Do explained Prop 65’s prohibition barring “businesses from knowingly exposing consumers to chemicals known by the state to cause cancer or reproductive toxicity” and said EHA alleged Pancho Villa’s violated a section of the law carrying a $2,500 daily civil penalty per violation. When a court orders companies to pay, the state treasury gets 75% and the entity suing "in the public interest" keeps the remainder.


EHA began its process in September 2020 with a notice the tortillas allegedly contained acrylamide, which the state put on the list of substances that trigger Prop 65 requirements in 1990. A year later it issued an amended notice, listing a previously unnamed tortilla manufacturer and a distributor, and 60 days later it amended the complaint to reflect the change. But Do said the only issue on appeal is “the sufficiency of EHA’s original notice to Pancho Villa’s.”


Although the panel’s opinion called acrylamide “a known carcinogen,” a 2020 federal court opinion in California Chamber of Commerce v. Bonta allowed a preliminary injunction preventing California from requiring a Prop 65 warning for acrylamide due to “unresolved scientific debate” regarding if the chemical was a carcinogen when used in food. The U.S. Ninth Circuit Court of Appeals affirmed the ruling in 2022, and in May 2025 U.S. District Judge Daniel Calabretta issued a summary judgment ruling on behalf of the Chamber, permanently blocking the state from requiring Prop 65 warnings for acrylamide.

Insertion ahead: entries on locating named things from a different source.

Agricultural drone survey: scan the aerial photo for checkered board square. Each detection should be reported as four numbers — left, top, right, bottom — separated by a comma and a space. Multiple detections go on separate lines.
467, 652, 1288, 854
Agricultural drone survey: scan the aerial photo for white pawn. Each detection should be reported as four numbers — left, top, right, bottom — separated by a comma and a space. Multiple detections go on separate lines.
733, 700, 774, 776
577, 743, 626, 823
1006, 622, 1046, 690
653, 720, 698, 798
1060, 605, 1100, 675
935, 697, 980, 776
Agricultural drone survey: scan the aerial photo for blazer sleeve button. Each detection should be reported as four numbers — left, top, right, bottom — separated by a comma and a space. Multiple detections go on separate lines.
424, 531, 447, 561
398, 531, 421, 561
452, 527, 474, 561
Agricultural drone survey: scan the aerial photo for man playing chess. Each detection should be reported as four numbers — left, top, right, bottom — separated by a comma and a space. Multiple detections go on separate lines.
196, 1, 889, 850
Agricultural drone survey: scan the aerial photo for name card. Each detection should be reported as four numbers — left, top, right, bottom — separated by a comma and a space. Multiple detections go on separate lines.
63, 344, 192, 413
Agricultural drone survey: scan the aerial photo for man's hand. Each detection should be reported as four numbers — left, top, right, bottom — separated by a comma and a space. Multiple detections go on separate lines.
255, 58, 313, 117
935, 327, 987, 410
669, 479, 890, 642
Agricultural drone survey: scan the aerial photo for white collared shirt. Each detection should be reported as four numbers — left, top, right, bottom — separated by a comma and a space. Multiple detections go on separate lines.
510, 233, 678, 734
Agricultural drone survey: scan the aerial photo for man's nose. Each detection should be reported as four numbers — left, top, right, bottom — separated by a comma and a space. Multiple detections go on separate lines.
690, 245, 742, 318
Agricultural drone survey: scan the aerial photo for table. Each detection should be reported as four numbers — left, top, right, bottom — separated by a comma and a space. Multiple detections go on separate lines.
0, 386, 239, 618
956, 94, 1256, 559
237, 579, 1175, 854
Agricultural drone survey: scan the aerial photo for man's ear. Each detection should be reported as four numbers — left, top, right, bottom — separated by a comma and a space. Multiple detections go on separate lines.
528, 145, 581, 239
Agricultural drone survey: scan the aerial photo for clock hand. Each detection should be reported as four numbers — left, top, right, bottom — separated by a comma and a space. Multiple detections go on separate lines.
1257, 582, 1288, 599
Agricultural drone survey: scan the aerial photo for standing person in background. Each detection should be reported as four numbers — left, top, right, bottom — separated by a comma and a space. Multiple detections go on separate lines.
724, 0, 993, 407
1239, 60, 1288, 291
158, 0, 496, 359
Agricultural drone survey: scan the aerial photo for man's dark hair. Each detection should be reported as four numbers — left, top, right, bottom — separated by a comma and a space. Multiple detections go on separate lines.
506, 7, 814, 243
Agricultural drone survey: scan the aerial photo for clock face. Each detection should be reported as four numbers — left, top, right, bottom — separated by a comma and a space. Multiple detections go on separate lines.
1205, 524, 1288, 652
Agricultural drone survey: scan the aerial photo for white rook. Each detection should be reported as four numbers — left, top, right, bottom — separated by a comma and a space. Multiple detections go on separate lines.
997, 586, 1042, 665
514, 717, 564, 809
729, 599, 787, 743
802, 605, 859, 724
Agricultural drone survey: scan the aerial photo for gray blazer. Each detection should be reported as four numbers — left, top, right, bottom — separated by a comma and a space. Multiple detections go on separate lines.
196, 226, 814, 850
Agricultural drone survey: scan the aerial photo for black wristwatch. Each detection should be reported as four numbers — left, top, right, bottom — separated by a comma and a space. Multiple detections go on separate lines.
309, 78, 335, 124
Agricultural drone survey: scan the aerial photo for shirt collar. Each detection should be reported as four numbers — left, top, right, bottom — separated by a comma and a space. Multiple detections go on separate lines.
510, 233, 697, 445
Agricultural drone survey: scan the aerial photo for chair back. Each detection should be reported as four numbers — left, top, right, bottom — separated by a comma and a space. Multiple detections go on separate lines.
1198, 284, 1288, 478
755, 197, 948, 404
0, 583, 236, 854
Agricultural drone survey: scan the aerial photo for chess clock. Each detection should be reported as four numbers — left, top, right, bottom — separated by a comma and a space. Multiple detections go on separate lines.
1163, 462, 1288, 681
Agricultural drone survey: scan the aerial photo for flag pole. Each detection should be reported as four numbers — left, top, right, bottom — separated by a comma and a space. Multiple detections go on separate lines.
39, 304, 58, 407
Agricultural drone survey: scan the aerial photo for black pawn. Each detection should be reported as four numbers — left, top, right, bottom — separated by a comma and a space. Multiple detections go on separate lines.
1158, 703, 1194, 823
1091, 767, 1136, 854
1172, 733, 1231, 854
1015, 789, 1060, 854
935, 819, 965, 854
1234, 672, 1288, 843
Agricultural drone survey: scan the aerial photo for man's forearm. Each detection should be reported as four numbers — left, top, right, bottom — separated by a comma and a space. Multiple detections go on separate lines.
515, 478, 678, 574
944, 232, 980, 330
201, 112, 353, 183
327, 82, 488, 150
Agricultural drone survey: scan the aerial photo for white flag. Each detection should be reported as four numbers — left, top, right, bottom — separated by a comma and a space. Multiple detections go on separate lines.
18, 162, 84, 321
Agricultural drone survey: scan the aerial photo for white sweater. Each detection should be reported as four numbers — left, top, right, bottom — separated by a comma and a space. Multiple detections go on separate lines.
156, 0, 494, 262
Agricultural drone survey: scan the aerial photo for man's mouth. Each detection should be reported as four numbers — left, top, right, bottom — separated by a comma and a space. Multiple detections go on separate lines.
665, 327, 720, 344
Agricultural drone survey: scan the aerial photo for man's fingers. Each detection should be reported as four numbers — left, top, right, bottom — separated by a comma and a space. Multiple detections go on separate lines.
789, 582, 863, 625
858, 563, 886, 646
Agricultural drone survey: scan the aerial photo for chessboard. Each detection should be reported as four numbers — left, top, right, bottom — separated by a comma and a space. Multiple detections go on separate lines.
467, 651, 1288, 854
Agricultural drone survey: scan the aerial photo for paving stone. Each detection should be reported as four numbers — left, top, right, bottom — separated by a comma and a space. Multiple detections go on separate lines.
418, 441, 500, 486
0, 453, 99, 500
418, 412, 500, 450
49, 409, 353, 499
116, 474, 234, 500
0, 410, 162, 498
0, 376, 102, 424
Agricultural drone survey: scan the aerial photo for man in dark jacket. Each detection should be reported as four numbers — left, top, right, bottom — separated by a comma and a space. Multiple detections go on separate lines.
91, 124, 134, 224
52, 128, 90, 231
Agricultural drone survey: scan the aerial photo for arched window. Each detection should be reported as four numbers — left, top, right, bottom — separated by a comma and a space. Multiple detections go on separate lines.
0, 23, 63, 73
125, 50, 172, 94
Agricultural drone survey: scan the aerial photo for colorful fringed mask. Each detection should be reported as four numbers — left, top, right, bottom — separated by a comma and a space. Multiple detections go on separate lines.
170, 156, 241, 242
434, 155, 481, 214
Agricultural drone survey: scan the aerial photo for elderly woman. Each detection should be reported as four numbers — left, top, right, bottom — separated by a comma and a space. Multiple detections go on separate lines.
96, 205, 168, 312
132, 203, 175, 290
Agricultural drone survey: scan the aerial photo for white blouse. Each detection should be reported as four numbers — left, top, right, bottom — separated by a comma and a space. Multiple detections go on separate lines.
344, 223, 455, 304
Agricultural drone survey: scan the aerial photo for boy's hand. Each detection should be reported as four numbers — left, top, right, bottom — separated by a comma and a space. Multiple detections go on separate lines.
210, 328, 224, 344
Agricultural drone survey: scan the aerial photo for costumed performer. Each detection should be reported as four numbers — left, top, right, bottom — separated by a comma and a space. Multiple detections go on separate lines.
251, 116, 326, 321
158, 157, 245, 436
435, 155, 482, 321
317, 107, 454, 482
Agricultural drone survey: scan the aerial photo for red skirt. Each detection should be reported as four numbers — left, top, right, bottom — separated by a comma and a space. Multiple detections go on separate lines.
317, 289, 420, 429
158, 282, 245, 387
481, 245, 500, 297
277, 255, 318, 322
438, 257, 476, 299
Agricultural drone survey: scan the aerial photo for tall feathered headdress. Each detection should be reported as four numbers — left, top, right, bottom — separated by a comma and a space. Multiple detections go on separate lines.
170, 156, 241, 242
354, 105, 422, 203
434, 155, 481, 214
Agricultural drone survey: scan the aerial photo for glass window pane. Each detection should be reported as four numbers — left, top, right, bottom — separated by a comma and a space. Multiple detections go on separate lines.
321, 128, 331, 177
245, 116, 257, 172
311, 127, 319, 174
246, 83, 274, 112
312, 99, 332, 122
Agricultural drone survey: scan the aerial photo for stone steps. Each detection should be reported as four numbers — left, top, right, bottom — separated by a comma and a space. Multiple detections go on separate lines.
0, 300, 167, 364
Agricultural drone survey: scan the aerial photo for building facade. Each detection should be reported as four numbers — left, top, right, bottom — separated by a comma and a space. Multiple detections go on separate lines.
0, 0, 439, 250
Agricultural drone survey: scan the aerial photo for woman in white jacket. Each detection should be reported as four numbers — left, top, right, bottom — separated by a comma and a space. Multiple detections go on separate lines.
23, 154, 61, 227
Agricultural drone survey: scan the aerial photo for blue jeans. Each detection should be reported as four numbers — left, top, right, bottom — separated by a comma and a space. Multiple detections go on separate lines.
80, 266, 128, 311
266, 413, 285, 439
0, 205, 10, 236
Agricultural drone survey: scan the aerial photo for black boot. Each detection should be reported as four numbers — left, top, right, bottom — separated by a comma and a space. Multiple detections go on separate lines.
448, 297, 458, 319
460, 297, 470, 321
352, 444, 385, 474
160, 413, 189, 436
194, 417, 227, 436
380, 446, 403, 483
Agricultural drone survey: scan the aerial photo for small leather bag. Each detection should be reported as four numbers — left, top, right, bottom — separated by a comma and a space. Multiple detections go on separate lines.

Do further explained the “substantial compliance doctrine” through which an entity can satisfy requirements so long as they meet the law’s objective or purpose even if falling short of full formal compliance. She said that doctrine is inapplicable when a law mandates certain requirements instead of merely directing them and noted the California Supreme Court doesn’t have a simple test for determining whether a provision is “mandatory” or “directory.” So, she said, the prevailing concern is whether a challenged notice element “is essential to promote the overall design of the statute or regulation.”


The panel determined Prop 65’s notice requirements can be tested on the "substantial compliance" standard, reversing Judge Wohlfeil’s ruling and remanding the complaint for further proceedings.


When OEHHA adopted the regulatory section in question, it “explicitly noted the three core functions” of Prop 65’s notice requirements, Do wrote, adding the agency stipulated the “information requirements” were intended “to ensure that notices provide adequate information necessary for the recipients to evaluate the nature and scope of the alleged violation” and “for public prosecutors to evaluate the merit and significance of the alleged violation.”


The panel also said “the agency further cautioned that ‘the proposed regulation is not intended to require that highly technical information be provided, to require disclosure of the evidence by which a violation will be proven, or to otherwise turn the notice requirement into a trap for the unwary.’ ”


Although EHA included the name of its legal firm rather than an internal contact, the panel said it still met the obligation to give Pancho Villa’s an opportunity to make a connection to resolve the issue or prepare for civil litigation. As to the OEHHA Prop 65 summary, the agency mandated inclusion of that information to give general information about the law, so even a slightly outdated version could provide enough to pass muster.


While Pancho Villa’s cited several older cases to support the strict compliance position, Do wrote none actually “holds strict compliance is the governing test for Proposition 65 notice requirements, nor have we found one. It appears no case has addressed this specific question.”


After determining the "substantial compliance" standard applies, the panel reviewed how EHA met that bar. It ordered Judge Wohlfeil to vacate his order granting the company’s motion for judgment and enter a new order denying the motion. EHA is allowed to recover the costs of pursuing the appeal.


Environmental Health Advocates is represented by Entorno Law.


Pancho Villa’s is represented by Aguirre & Severson.


Jonathan Bilyk contributed to this report.